Macavity is typically depicted as a cat with a chaotic array of red, orange, white, and sharp black stripes. He is often portrayed with very long claws and wild dark hair. The role of Macavity is usually played by the same actor as Plato (a chorus cat who notably does a pas de deux with Victoria during the Jellicle Ball). His costume is ginger and white, and specifically includes a simple make-up design that the actor transforms into the elaborate Macavity make-up, and then re-applies after the featured scene. Admetus/Plato is also often recognisable as one of the tallest cast members, as the fight scene between Macavity and Munkustrap requires him to be able to lift other male dancers.

== Film ==
In the film Cats (2019), Macavity is played by Idris Elba. This version has a major role as a deranged villain with the intent of getting to the Heaviside Layer by any means. Throughout the film, he kidnaps all the other contestants so that he can be made the Jellicle choice by default.

== In popular culture ==
Mystery Readers International presents the Macavity Awards annually in several categories, including Best Mystery Novel, Best First Mystery Novel, Best Bio/Critical Mystery Work, Best Mystery Short Story.

Polish author Maciej Wojtyszko's children's books feature a character named Macavity the Cat (polish Kot Makawity), a criminal mastermind who loses a chess duel with animal detective Kajetan Chrumps and is then persuaded to become Chrumps' assistant.

In the 1976 movie Logan's Run, Peter Ustinov's character says, "You're full of secrets as Macavity" and then quotes from the poem.
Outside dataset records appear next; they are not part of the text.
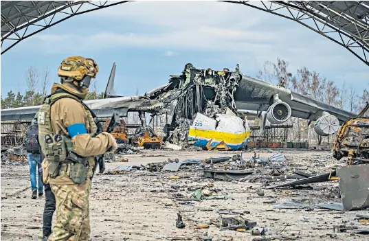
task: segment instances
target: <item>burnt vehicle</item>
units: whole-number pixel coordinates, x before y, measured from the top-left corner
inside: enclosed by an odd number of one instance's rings
[[[333,157],[339,160],[347,157],[347,164],[354,159],[369,163],[369,104],[355,118],[345,122],[337,134],[333,144]]]

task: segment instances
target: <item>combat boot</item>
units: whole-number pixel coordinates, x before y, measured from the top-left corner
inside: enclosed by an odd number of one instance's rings
[[[36,190],[32,191],[32,199],[36,199],[36,197],[37,197],[37,191]]]

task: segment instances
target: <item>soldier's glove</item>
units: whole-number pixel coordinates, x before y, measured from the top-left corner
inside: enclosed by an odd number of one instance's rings
[[[107,152],[114,152],[115,150],[117,150],[118,145],[117,144],[117,141],[115,141],[115,138],[111,135],[108,133],[107,133],[107,135],[109,138],[109,144],[108,150],[107,150]]]

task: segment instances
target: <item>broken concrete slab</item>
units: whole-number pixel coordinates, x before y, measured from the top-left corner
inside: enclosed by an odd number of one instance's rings
[[[345,210],[369,207],[369,165],[337,167],[337,173]]]

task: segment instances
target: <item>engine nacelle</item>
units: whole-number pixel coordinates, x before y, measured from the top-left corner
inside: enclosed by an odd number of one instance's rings
[[[267,119],[271,124],[282,124],[291,117],[291,107],[281,101],[273,104],[268,109]]]
[[[325,115],[320,117],[314,123],[314,130],[317,135],[327,136],[333,135],[339,128],[338,119],[332,115]]]

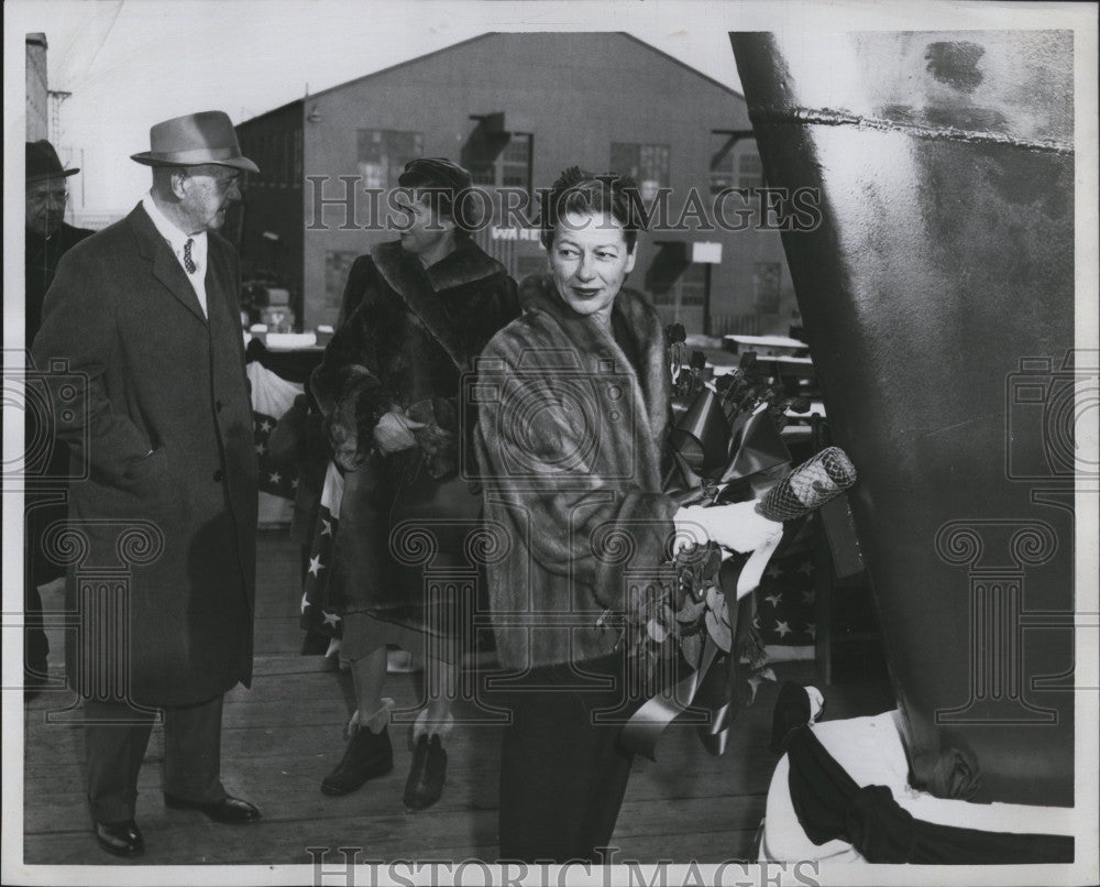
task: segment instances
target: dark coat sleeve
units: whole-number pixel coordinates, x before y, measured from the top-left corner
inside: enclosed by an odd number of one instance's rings
[[[51,361],[65,360],[65,372],[46,373],[55,436],[65,442],[78,464],[116,486],[129,486],[141,473],[151,450],[145,434],[133,420],[117,412],[103,387],[103,373],[118,348],[116,306],[109,300],[118,284],[105,280],[100,262],[85,258],[80,249],[66,253],[46,294],[42,328],[32,355],[35,365],[50,370]],[[106,297],[106,298],[105,298]],[[76,380],[85,397],[64,396],[63,387]]]
[[[355,260],[348,274],[343,305],[355,309],[337,329],[320,365],[309,380],[310,391],[323,416],[332,458],[345,471],[362,464],[374,426],[391,407],[382,391],[378,354],[367,328],[367,311],[376,295],[376,272],[369,255]]]

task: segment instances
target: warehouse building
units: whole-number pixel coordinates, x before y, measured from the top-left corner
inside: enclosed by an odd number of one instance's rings
[[[778,216],[751,190],[765,183],[745,99],[627,34],[484,34],[238,133],[263,172],[230,232],[246,274],[289,292],[299,328],[332,324],[352,261],[394,239],[378,223],[385,196],[372,195],[396,187],[416,156],[471,169],[495,207],[476,240],[517,280],[543,270],[546,255],[537,232],[503,210],[502,189],[537,206],[538,188],[580,165],[639,183],[653,222],[629,285],[667,320],[715,335],[799,322]]]

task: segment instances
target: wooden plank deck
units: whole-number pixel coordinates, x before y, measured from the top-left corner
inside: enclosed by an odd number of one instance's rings
[[[263,819],[213,824],[200,813],[165,809],[160,791],[163,734],[154,729],[141,773],[138,822],[146,854],[125,862],[95,843],[84,798],[84,744],[78,729],[47,724],[45,713],[73,702],[44,693],[25,719],[24,861],[29,864],[308,864],[307,847],[363,847],[361,858],[496,858],[499,731],[455,730],[448,746],[447,788],[430,810],[407,812],[402,790],[410,753],[392,733],[395,768],[345,798],[320,793],[321,777],[343,753],[353,708],[346,674],[299,656],[298,551],[285,532],[260,538],[255,680],[227,697],[222,779],[254,802]],[[46,609],[57,602],[45,602]],[[63,648],[62,638],[51,638]],[[55,653],[52,670],[61,674]],[[811,680],[812,662],[780,664],[780,680]],[[416,699],[413,676],[391,676],[387,694]],[[613,843],[619,859],[721,862],[748,858],[765,810],[776,758],[767,748],[777,685],[765,685],[743,712],[722,758],[708,756],[691,727],[674,725],[658,762],[637,759]]]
Gillian Robert's schoolteacher detective Amanda Pepper has an elderly male companion cat whose métier seems to be relaxation. The following books by Roberts feature Macavity the cat: Claire and Present Danger (2003), Helen Hath No Fury (2001), Adam and Evil (1999), The Bluest Blood (1998), The Mummer's Curse (1996), How I Spent My Summer Vacation (1995), In the Dead of Summer (1995), With Friends Like These… (1993), I'd Rather Be in Philadelphia (1992), Philly Stakes (1989), Caught Dead in Philadelphia (1987).

In 1995, New Jersey punk band Gimp released an album called Smiles for Macavity.
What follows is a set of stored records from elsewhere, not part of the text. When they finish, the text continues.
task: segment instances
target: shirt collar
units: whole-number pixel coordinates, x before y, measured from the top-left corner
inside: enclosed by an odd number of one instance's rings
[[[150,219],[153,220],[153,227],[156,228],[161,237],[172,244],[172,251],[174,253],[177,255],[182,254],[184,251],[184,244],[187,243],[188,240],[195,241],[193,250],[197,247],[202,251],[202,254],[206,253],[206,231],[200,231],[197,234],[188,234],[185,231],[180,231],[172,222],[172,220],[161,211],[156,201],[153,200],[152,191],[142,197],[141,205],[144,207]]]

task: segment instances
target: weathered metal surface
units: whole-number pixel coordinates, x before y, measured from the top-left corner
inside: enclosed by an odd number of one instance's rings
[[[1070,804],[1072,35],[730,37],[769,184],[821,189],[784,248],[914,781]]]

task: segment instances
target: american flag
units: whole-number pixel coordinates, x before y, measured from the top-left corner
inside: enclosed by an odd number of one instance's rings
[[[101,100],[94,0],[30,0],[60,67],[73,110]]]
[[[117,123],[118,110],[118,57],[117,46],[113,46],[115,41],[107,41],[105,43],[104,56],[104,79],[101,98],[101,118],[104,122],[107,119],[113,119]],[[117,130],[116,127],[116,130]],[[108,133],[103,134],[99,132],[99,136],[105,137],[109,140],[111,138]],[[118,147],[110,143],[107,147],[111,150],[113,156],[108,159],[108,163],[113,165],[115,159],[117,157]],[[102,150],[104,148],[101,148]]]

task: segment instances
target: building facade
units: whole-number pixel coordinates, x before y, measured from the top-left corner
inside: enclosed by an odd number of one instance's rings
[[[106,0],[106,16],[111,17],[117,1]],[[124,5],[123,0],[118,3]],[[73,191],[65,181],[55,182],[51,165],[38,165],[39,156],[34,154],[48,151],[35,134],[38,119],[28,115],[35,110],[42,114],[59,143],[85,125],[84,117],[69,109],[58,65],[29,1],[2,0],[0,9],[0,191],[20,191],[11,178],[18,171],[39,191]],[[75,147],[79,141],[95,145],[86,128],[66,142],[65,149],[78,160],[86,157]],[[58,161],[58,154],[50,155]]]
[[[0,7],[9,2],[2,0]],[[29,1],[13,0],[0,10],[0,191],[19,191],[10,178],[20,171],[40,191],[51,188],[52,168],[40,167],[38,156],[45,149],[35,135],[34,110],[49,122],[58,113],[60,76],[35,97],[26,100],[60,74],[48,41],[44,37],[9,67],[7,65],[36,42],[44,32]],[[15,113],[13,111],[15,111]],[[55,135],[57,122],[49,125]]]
Former British Prime Minister Gordon Brown, when still Chancellor of the Exchequer, was likened to Macavity by Liberal Democrat Shadow Leader of the House, David Heath, who labelled Brown "the Macavity of the Cabinet" when talking about tax credits during Business Questions on 23 June 2005. Lord Turnbull echoed this two years later, opining that "the chancellor has a Macavity quality. He is not there when there is dirty work to be done."

After Harold Pinter received the 2005 Nobel Prize in Literature, Mary Liddell of The Guardian said: "Pinter has become the Macavity of English letters".

Macavity is the name given by several bus drivers from the West Midlands, England to a white odd-eyed cat which, since January 2007, has been observed to regularly use the local bus service on its own. Macavity's fur is reported to be completely white, he has a green left eye and a blue right eye, and he wears a purple collar. His owner and true name are unknown.